If you use `.spec.selector.matchLabels` (instead of e.g. `.spec.selector.matchExpressions`), you can use this command to check for services matching the given label:

```
kubectl get services -l "$(kubectl get servicemonitors -n "<namespace of your ServiceMonitor>" "<name of your ServiceMonitor>" -o template='{{ $first := 1 }}{{ range $key, $value := .spec.selector.matchLabels }}{{ if eq $first 0 }},{{end}}{{ $key }}={{ $value }}{{ $first = 0 }}{{end}}')"
```

Note: this command does not take namespaces into account. If your ServiceMonitor selects a single namespace or all namespaces, you can just add that to the `kubectl get services` command (using `-n $namespace` or `-A` for all namespaces).

### Prometheus kubelet metrics server returned HTTP status 403 Forbidden

Prometheus is installed, all looks good, however the `Targets` are all showing as down. All permissions seem to be good, yet no joy. Prometheus pulling metrics from all namespaces expect kube-system, and Prometheus has access to all namespaces including kube-system.

#### Did you check the webhooks?

Issue has been resolved by amending the webhooks to use `0.0.0.0` instead of `127.0.0.1`. Follow the below commands and it will update the webhooks which allows connections to all `clusterIP's` in all `namespaces` and not just `127.0.0.1`.

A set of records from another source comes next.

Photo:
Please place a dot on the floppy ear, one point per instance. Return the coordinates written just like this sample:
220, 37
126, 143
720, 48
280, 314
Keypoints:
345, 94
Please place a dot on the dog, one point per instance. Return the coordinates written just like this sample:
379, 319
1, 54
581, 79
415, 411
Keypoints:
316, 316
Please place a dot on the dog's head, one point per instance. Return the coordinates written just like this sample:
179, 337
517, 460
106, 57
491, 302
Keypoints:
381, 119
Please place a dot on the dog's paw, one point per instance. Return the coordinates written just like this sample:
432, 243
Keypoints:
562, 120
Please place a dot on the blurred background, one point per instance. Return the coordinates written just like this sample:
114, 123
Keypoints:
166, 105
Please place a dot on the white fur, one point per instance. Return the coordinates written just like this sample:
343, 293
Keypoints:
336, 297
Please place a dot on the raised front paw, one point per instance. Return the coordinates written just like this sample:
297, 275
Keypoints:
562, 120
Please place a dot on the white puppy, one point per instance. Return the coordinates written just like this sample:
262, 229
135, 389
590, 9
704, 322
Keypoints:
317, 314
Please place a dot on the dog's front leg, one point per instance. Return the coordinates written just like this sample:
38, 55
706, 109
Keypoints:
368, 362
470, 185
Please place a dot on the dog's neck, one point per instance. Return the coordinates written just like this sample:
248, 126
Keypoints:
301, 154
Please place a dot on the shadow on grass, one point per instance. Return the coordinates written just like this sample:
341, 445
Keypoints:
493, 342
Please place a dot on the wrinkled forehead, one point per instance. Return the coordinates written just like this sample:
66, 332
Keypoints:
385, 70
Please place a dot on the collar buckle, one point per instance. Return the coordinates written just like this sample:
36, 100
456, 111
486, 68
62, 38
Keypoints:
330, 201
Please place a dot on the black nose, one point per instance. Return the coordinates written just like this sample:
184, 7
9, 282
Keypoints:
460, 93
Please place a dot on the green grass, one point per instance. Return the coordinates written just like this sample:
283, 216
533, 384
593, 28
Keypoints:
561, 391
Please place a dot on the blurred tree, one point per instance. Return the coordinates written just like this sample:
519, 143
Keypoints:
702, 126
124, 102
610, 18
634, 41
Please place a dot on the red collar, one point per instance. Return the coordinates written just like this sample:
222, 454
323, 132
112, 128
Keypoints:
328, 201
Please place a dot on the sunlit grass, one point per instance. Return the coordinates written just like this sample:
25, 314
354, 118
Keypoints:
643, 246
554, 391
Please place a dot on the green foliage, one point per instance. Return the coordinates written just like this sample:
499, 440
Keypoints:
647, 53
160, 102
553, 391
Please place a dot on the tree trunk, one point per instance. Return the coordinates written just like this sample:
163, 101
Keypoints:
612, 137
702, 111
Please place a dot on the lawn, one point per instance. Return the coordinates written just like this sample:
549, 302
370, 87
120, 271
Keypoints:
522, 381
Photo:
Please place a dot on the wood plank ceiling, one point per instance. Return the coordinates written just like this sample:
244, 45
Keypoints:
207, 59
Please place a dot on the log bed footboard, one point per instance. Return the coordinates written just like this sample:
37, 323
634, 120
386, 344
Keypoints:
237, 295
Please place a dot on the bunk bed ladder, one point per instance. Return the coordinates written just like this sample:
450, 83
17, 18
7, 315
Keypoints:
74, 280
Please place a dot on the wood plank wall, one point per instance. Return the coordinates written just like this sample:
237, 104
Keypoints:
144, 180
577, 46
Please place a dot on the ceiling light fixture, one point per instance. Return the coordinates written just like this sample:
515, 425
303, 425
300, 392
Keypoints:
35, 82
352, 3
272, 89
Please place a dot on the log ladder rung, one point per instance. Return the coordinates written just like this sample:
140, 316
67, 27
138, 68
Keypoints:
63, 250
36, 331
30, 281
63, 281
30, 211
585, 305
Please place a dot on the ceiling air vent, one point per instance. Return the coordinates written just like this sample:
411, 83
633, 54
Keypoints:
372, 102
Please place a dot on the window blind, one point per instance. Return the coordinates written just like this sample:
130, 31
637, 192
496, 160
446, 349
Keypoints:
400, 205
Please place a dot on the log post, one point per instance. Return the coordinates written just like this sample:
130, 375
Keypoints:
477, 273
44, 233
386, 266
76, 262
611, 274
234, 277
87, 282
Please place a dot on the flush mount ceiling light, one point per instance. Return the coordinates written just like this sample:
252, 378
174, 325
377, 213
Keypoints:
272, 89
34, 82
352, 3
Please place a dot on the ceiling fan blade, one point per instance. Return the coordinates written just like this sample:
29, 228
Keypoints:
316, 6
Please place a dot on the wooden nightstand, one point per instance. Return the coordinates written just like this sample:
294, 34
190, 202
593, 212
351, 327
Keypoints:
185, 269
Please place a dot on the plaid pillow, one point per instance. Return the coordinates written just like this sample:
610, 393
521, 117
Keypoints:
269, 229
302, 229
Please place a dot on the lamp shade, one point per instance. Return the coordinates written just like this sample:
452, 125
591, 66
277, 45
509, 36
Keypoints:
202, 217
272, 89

**Update the kubelet service to include webhook and restart:**

```sh
KUBEADM_SYSTEMD_CONF=/etc/systemd/system/kubelet.service.d/10-kubeadm.conf
sed -e "/cadvisor-port=0/d" -i "$KUBEADM_SYSTEMD_CONF"
if ! grep -q "authentication-token-webhook=true" "$KUBEADM_SYSTEMD_CONF"; then
  sed -e "s/--authorization-mode=Webhook/--authentication-token-webhook=true --authorization-mode=Webhook/" -i "$KUBEADM_SYSTEMD_CONF"
fi
systemctl daemon-reload
systemctl restart kubelet
```

**Modify the kube controller and kube scheduler to allow for reading data:**

```sh
sed -e "s/- --address=127.0.0.1/- --address=0.0.0.0/" -i /etc/kubernetes/manifests/kube-controller-manager.yaml
sed -e "s/- --address=127.0.0.1/- --address=0.0.0.0/" -i /etc/kubernetes/manifests/kube-scheduler.yaml
```

### Using textual port number instead of port name

The ServiceMonitor expects to use the port name as defined on the Service. So, using the Service example from the
diagram above, we have this Service definition:

```yaml mdox-exec="cat example/user-guides/getting-started/example-app-service.yaml"
kind: Service
apiVersion: v1
metadata:
  name: example-app
  labels:
    app: example-app
spec:
  selector:
    app: example-app
  ports:
  - name: web
    port: 8080
```

We would then define the service monitor using `metrics` as the port not `"8080"`. E.g.

**CORRECT**

```yaml mdox-exec="cat example/user-guides/getting-started/example-app-service-monitor.yaml"
apiVersion: monitoring.coreos.com/v1
kind: ServiceMonitor
metadata:
  name: example-app
  labels:
    team: frontend
spec:
  selector:
    matchLabels:
      app: example-app
  endpoints:
  - port: web
```

**INCORRECT**

```yaml
apiVersion: monitoring.coreos.com/v1
kind: ServiceMonitor
metadata:
  name: example-app
  labels:
    team: frontend
spec:
  selector:
    matchLabels:
      app: example-app
  endpoints:
  - port: "8080"
```

The incorrect example will give an error along these lines `spec.endpoints.port in body must be of type string: "integer"`

### Prometheus/Alertmanager pods stuck in terminating loop with healthy start up logs

It is usually a sign that more than one operator wants to manage the resource.

Check if several operators are running on the cluster:

```console
kubectl get pods --all-namespaces | grep 'prom.*operator'
```

Check the logs of the matching pods to see if they manage the same resource.